Every new technology brings great opportunities and exciting possibilities, but simultaneously opens the door to threats and the opportunity for wrongdoing. UAVs are no exception, and the potential for drones being used for nefarious purposes has been something police agencies, federal, state and local governments have been considering for years now. Effectively combating these kinds of challenges can mean gathering critical info about the airspace and potentially taking action as a result, and a new counter UAV innovation allows organizations to do both.

On February 15, Fortem Technologies, Inc. announced the release of DroneHunter™, the first military-tested unmanned aircraft that provides perimeter intrusion detection and protection by patrolling a pre-determined airspace. Using AI algorithms, the DroneHunter system provides detection, monitoring and capture capabilities over restricted airspace or no-fly zones. Once a rogue drone is detected and captured, DroneHunter can tether and return, or safely fall back to to a predefined safe zone.

The DroneHunter™ is an unmanned counter-UAS aircraft engineered to autonomously fly toward unwanted drones in the sky without a human pilot on the ground. It can detect, track, classify, monitor via video stream, inspect, and safely capture an intruder drone. The platform has an onboard autopilot and navigation system as well as optional 4K camera for real-time video, but these capabilities are just the beginning.

“Drones are accessible to everyone now and are beginning to proliferate to enable many new services,“ said CEO of Fortem Technologies, Timothy Bean. “However, to fully embrace these benefits, we must monitor the airspace and secure no-fly zones. DroneHunter enables the benefits of a drone world to be realized.”

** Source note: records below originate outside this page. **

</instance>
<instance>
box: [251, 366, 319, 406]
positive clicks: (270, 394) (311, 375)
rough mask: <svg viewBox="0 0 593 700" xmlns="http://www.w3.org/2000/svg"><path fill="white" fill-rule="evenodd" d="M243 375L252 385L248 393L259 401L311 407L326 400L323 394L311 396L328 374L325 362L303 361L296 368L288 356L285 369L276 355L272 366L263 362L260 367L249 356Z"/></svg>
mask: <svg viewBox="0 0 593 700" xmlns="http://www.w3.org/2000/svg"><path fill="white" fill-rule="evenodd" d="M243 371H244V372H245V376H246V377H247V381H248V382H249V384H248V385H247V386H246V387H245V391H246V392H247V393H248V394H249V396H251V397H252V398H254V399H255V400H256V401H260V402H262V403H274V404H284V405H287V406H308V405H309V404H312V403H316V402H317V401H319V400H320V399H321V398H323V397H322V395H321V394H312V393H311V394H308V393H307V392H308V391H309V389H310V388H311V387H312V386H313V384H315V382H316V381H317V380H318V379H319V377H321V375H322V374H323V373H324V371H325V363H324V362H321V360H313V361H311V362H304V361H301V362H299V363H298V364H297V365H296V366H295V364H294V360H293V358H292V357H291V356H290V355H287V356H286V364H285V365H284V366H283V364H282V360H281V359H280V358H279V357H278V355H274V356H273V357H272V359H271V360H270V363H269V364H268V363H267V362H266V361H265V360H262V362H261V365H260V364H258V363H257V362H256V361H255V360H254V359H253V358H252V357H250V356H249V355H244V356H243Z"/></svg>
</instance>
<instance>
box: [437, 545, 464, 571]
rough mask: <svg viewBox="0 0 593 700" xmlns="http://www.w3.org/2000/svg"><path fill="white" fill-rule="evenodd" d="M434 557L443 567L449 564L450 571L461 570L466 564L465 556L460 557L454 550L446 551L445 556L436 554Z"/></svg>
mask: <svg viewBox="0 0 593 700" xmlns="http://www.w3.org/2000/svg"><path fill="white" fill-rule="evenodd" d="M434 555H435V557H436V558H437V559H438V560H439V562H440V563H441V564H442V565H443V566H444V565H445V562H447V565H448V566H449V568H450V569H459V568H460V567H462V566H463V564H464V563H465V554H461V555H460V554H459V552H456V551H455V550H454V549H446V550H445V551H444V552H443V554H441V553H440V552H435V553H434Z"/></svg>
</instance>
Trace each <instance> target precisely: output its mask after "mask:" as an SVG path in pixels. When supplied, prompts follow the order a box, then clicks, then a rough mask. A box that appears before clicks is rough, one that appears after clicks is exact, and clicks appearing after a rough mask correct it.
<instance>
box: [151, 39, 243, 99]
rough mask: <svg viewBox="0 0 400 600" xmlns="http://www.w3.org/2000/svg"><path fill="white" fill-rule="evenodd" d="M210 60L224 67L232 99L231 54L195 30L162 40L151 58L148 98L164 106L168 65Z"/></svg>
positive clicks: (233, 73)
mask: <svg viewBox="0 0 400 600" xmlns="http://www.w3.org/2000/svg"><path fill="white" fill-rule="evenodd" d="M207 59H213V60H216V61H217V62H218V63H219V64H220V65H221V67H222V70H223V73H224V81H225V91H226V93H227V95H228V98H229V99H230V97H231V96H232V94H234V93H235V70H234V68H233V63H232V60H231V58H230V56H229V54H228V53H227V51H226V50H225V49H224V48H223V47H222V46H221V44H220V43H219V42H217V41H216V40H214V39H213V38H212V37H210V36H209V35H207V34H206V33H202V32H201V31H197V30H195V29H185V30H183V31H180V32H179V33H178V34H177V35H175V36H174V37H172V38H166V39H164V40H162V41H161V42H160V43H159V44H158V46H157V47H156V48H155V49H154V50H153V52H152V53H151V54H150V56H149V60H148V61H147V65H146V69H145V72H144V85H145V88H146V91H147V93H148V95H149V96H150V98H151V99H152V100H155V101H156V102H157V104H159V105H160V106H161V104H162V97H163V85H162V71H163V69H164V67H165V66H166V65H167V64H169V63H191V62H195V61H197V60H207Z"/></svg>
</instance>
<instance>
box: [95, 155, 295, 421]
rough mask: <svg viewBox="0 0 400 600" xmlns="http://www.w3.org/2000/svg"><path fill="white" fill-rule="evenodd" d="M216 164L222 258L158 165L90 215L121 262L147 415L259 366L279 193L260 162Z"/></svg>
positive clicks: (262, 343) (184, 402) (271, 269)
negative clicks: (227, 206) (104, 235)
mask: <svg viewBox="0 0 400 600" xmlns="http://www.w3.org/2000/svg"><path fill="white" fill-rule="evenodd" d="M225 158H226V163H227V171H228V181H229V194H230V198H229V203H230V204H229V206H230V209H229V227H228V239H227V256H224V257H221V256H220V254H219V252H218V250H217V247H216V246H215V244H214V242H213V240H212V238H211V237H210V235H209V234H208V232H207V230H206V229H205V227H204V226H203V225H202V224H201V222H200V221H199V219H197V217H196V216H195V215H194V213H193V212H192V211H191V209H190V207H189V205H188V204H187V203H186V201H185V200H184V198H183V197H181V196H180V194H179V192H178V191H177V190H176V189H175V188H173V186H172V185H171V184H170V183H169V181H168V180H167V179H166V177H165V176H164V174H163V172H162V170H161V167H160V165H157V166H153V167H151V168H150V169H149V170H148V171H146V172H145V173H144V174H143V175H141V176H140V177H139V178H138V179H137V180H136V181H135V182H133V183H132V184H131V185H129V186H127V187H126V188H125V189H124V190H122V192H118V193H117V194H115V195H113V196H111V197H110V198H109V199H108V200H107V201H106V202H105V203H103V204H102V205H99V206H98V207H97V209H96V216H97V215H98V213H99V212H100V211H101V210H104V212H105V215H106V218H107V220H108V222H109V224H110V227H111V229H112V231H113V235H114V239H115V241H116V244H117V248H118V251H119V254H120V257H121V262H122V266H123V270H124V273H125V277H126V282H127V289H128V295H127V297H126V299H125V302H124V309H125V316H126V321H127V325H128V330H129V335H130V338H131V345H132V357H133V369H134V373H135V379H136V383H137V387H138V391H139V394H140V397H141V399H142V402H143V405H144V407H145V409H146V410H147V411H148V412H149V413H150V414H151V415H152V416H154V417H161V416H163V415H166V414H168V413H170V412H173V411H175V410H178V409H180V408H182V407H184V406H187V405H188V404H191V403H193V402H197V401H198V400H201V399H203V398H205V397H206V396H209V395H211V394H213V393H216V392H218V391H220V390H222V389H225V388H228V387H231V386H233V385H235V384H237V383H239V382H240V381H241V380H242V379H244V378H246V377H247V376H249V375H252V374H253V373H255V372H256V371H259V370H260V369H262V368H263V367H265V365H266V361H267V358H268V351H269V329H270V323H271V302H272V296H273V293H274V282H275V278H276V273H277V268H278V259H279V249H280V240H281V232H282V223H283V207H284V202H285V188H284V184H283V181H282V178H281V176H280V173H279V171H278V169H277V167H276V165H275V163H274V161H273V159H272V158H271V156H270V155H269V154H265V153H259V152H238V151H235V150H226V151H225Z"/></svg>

Available today for defense and federal government customers, some of the technology inside the DroneHunter system was developed and hardened over several years on US Department of Defense applications and is now available on a wider basis. Core technologies include TrueView Radar, machine learning, specialized guidance, secure data collection and services as well as open command and control platforms for customers to detect, track, classify and mitigate unwanted drones. The open, secure ground station offers operational flexibility of multiple DroneHunters.

Equipped with radar, DroneHunter includes an autonomous guidance system and an open command and control platform to detect, identify and tow away hostile drones within a secured geo-fenced perimeter. DroneHunter notifies authorized personnel of potential aerial threats in real-time. The command center ground station provides monitoring and manual intervention override options to meet situational requirements.

With the proliferation of drones over our cities and the growing possibility of an attack or intrusion by hostile unmanned vehicles, efforts like DroneHunter makes the surveillance and defense of sensible targets ever more feasible and showcase why such capabilities will soon be a necessity.